Joachimsthaler Platz

Station 1: Joachimsthaler Platz

Station 1.1: Joachimsthaler Platz

Der Joachimsthaler Platz ist ein Denkmal-Ensemble und wurde 1936 nach dem ehemaligen Joachimsthalschen Gymnasium benannt, das von 1880 bis 1912 in der Bundesallee 1-12 residierte. Es wurde 1607 in dem im Barnim liegenden Joachimsthal 1607 als Fürstenschule für begabte Jungen gegründet.

Der Joachimsthaler Platz wurde gleichzeitig mit dem Bau des Allianz-Verwaltungsgebäudes 1953 bis 1955 von den Architekten Werner Klenke, Werner Düttmann und Bruno Grimmek mit Verkehrskanzel, Telefonzellen, Kiosk und U-Bahn-Zugang angelegt. Damals wurde auch noch ein Parkplatz eingerichtet, wie es der Idee der autogerechten Stadt entsprach. Die Verkehrskanzel sollte an die berühmte Ampel am Potsdamer Platz von 1925 erinnern, die dort als Replik wieder errichtet ist. Sie wurde aber nur von 1955 bis 1959 genutzt: Jeden Morgen stieg ein Verkehrspolizist in die Kanzel und bediente die Ampeln der Kreuzung. Wegen der starken Verkehrszunahme war die Verkehrsregelung nach 1959 von Hand nicht mehr möglich.

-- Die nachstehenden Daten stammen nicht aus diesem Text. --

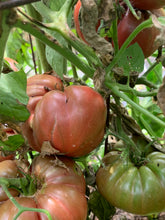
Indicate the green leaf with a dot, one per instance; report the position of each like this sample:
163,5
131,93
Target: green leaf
155,76
132,59
13,143
13,97
100,207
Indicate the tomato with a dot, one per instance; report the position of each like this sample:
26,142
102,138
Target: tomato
139,190
145,39
61,191
148,4
8,169
73,121
40,84
37,87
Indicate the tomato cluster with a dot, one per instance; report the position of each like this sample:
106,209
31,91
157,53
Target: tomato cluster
60,190
135,189
127,24
69,119
63,120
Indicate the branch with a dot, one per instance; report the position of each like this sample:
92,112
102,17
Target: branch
15,3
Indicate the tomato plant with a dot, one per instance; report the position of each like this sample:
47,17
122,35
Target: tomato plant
148,5
98,95
8,169
73,128
122,181
61,186
146,38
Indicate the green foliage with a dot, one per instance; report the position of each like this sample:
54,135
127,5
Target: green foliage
132,59
13,97
13,143
98,205
20,50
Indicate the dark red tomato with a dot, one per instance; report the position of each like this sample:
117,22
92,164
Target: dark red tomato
145,39
73,121
8,169
40,84
37,87
61,191
148,4
139,190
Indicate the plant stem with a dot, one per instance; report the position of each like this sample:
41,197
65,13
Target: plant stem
4,33
40,47
51,42
128,89
143,80
14,3
132,9
137,30
21,208
139,108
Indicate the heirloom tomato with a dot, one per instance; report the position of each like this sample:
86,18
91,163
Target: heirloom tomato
72,121
135,189
148,4
61,191
37,87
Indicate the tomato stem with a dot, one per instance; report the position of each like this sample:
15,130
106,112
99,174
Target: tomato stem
114,88
138,29
51,42
132,9
21,208
4,32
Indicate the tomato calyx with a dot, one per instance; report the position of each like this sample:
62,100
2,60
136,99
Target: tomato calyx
136,151
25,185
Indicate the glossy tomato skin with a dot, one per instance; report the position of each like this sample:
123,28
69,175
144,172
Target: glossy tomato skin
8,210
61,191
138,190
72,121
8,169
148,4
40,84
37,87
145,39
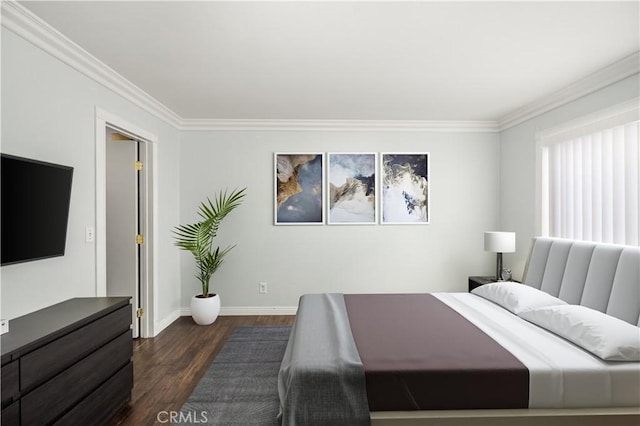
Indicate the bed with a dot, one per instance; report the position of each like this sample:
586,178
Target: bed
563,347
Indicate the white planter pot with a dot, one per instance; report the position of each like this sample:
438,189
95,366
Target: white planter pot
205,310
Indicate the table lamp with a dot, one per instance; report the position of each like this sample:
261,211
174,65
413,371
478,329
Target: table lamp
499,242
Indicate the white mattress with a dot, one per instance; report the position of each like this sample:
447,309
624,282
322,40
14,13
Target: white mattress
561,375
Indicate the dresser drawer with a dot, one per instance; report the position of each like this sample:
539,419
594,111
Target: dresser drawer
11,415
107,399
42,364
10,380
53,398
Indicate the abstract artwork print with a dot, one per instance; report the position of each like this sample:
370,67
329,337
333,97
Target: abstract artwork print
405,188
299,189
352,188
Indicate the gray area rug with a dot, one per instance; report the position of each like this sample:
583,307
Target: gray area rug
241,386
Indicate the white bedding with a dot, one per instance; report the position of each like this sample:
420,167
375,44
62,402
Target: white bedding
562,375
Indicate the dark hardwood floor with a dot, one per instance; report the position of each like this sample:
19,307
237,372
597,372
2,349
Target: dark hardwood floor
168,366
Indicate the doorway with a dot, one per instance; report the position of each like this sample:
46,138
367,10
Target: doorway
125,216
125,219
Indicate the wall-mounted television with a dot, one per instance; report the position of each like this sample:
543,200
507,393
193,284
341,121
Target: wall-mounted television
34,209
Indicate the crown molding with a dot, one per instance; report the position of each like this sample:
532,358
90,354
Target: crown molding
613,73
339,125
19,20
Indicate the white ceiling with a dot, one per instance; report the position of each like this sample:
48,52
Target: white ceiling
360,60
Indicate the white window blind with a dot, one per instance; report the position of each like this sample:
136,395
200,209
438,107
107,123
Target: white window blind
590,178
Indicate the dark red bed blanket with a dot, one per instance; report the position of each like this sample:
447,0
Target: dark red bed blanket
419,354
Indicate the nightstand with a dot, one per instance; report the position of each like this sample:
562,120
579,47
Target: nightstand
478,281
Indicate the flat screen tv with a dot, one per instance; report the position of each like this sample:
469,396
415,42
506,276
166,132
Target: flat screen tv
34,209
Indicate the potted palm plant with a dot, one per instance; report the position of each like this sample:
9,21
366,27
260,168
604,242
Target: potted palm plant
198,239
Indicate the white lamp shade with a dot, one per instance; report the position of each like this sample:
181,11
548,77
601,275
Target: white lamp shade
500,242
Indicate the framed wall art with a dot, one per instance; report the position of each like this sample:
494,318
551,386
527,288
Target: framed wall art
299,188
352,188
405,188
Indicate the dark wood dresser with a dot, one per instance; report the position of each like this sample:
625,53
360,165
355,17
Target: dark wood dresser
68,364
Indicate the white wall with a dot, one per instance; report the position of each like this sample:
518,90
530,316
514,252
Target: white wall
294,260
518,153
48,113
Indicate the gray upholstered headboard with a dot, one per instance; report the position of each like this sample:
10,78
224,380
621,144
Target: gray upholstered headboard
604,277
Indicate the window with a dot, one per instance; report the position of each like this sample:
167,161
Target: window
589,178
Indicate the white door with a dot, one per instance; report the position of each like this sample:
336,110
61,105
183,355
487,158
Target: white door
123,221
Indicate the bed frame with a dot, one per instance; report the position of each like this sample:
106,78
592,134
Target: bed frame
604,277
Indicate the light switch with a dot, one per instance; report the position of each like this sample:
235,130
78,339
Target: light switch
89,234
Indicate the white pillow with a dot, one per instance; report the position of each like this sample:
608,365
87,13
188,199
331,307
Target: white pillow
516,297
603,335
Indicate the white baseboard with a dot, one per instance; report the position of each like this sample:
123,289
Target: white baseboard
250,310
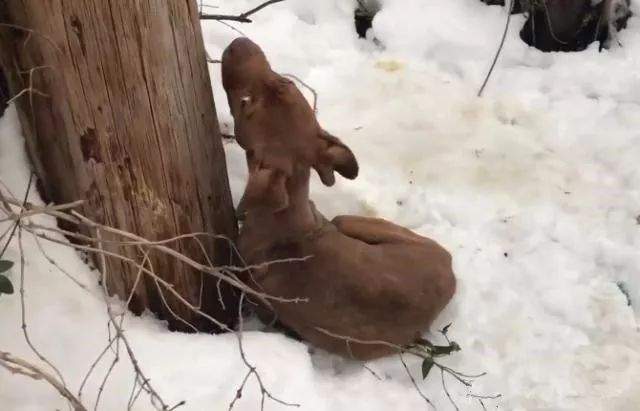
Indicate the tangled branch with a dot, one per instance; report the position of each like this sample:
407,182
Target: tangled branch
241,18
19,366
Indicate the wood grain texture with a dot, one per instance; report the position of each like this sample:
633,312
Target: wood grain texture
129,124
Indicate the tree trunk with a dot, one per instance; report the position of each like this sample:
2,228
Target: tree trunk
128,123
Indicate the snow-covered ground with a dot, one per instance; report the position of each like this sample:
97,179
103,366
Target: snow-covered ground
535,189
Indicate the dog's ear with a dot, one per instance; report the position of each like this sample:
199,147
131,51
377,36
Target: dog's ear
266,189
334,155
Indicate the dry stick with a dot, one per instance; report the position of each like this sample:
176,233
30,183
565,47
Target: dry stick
119,332
201,267
495,59
550,24
58,266
153,275
117,339
446,391
23,313
252,369
17,365
232,280
17,222
242,18
461,377
413,381
224,23
315,94
51,210
93,366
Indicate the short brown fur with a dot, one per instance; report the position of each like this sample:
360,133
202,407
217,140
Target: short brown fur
366,278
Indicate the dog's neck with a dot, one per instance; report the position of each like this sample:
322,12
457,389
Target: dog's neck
298,220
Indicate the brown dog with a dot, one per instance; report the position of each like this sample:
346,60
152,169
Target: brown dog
367,279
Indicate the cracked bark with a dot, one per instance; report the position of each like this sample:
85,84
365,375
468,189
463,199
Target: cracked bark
130,126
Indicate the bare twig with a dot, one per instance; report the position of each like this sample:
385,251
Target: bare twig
252,370
495,58
243,17
17,365
24,310
17,222
413,381
446,391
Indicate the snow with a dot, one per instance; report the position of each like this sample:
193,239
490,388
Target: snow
534,188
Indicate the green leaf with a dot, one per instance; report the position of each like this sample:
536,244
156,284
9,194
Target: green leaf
5,285
5,265
427,364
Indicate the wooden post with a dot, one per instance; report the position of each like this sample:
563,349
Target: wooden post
129,124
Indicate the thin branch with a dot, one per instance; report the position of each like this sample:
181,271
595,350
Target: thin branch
17,222
17,365
24,310
495,58
241,18
413,381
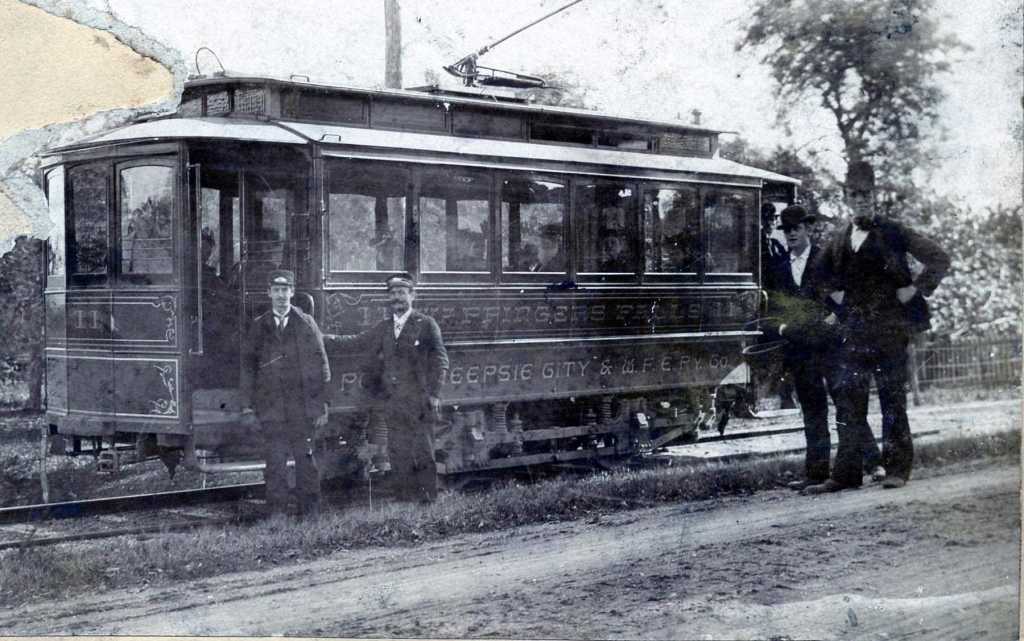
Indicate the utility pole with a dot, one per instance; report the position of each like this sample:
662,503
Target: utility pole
392,47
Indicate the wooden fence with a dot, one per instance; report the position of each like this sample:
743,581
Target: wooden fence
980,361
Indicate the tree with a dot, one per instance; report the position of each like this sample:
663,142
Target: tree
872,63
392,46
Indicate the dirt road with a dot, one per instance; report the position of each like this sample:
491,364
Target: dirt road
936,560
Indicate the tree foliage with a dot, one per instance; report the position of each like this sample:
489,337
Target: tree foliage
981,296
871,63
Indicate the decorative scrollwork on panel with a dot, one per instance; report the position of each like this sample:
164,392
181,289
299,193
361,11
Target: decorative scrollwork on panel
168,304
166,407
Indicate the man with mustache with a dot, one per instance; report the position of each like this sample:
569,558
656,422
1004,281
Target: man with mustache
882,305
811,345
409,349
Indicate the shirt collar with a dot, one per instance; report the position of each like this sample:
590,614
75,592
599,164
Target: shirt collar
802,255
401,319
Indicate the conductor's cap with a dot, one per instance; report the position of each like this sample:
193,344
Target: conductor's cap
282,276
402,279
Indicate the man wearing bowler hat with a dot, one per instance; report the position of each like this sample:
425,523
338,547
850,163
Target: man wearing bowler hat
411,354
284,377
881,306
797,304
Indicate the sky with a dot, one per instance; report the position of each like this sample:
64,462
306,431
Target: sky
638,57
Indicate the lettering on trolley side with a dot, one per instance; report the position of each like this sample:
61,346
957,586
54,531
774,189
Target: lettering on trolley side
476,315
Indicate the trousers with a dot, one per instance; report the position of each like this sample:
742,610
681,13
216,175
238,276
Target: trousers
411,452
290,439
884,357
813,382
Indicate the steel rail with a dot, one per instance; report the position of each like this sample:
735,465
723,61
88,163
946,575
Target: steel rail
155,501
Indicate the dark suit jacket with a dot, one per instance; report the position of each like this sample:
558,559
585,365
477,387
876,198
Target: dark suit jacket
802,307
870,276
282,373
412,367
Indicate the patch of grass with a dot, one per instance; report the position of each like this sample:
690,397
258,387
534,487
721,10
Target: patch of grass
48,572
949,395
13,394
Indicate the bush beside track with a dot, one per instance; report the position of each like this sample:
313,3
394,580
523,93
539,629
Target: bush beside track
30,573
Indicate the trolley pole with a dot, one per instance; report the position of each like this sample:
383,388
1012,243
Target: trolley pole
392,46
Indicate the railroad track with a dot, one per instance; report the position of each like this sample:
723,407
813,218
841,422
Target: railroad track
52,523
46,524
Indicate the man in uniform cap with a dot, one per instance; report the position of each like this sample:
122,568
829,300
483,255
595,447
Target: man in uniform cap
797,303
410,350
881,306
284,377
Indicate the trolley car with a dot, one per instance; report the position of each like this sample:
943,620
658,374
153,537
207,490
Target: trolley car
594,276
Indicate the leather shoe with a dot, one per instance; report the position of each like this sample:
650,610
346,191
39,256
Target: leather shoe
827,486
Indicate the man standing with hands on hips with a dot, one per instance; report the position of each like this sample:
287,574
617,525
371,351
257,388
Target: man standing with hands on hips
411,354
796,304
881,306
284,377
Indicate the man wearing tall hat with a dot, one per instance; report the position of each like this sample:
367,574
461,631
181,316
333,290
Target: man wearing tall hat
798,305
285,373
412,357
881,306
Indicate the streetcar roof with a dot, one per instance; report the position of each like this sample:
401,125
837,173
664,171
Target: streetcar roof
334,137
367,142
438,94
179,128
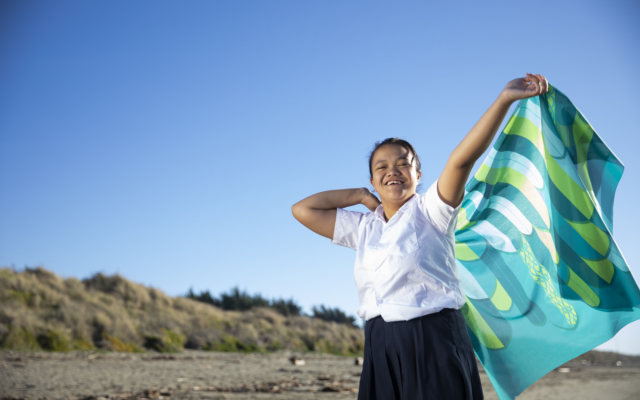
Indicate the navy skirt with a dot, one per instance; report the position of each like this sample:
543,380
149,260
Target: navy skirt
430,357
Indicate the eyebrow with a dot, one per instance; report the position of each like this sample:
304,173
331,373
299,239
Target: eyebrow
399,158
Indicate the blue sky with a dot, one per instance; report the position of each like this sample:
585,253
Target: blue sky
167,141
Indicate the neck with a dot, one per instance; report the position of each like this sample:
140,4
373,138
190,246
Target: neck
391,207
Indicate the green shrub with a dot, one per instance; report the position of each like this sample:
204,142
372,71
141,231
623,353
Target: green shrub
167,342
122,347
238,300
334,314
20,339
232,344
53,341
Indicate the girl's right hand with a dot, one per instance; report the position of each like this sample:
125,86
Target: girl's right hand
369,200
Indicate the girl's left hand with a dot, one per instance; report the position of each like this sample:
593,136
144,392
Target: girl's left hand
523,88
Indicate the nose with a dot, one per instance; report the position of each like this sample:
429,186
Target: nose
393,170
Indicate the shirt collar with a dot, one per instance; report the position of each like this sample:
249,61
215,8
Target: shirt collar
380,210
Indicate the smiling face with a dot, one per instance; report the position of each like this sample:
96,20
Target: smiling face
394,174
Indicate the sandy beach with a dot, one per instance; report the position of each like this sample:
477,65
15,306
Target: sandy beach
215,375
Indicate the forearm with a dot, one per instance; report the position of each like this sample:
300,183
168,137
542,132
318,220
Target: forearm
479,138
318,212
332,199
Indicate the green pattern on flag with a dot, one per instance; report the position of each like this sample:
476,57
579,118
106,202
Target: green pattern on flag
544,279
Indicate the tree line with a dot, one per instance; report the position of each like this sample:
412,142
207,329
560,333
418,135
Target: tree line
239,300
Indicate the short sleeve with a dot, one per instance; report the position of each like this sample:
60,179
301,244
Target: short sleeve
442,215
346,231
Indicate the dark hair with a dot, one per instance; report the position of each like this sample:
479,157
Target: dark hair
399,142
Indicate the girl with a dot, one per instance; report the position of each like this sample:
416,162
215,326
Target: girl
416,342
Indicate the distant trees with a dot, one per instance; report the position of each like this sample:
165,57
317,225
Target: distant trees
333,314
239,300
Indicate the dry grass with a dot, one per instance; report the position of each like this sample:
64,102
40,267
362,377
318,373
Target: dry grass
40,310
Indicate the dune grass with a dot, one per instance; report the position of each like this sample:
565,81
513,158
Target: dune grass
42,311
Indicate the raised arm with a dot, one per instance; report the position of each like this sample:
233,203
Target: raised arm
318,212
456,171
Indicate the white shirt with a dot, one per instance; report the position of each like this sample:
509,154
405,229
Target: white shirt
404,268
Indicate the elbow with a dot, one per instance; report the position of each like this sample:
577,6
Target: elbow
297,211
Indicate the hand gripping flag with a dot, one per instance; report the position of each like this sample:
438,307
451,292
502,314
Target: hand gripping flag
544,279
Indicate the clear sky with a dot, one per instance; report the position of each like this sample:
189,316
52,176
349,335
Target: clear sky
167,141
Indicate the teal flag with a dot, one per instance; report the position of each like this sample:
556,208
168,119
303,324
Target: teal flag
543,276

2000/01 wurde von der Senatsverwaltung für Stadtentwicklung ein Wettbewerb zur Neugestaltung des Platzes ausgeschrieben. 2002 wurde der Platz nach den Plänen des Zürcher Landschaftsarchitekten Guido Hager umgestaltet. Dabei fiel der Parkplatz weg, stattdessen wurde eine Freifläche mit Bodenplatten und einem Raster aus farbigen Kunststoffstreifen geschaffen. Am 19.12.2003 wurde die 27 m hohe Skulptur Pendelobelisk von Karl Schlamminger eingeweiht. Der Obelisk befindet sich auf einer Kugel mit 3 m Durchmesser. Der Pendelobelisk lässt sich mit vereinten Kräften in Bewegung versetzen. Der 1935 in Deutschland geborene Künstler Karl Schlamminger hat in Istanbul und Teheran gelehrt. Seit 1979 lebt er in München. Skulpturen von Schlamminger gibt es weltweit in vielen Städten, darunter in Athen, Lissabon, London, Teheran, Riad, Salt Lake City, Leipzig und München. Der Pendelobelisk stellt nach Auskunft des Künstlers einen Widerspruch in sich dar,

denn [ich zitiere] seitdem Obelisken in den Himmel blicken, sind sie starr und unbewegt. Ein Pendel hingegen ist nach seiner Bewegung definiert.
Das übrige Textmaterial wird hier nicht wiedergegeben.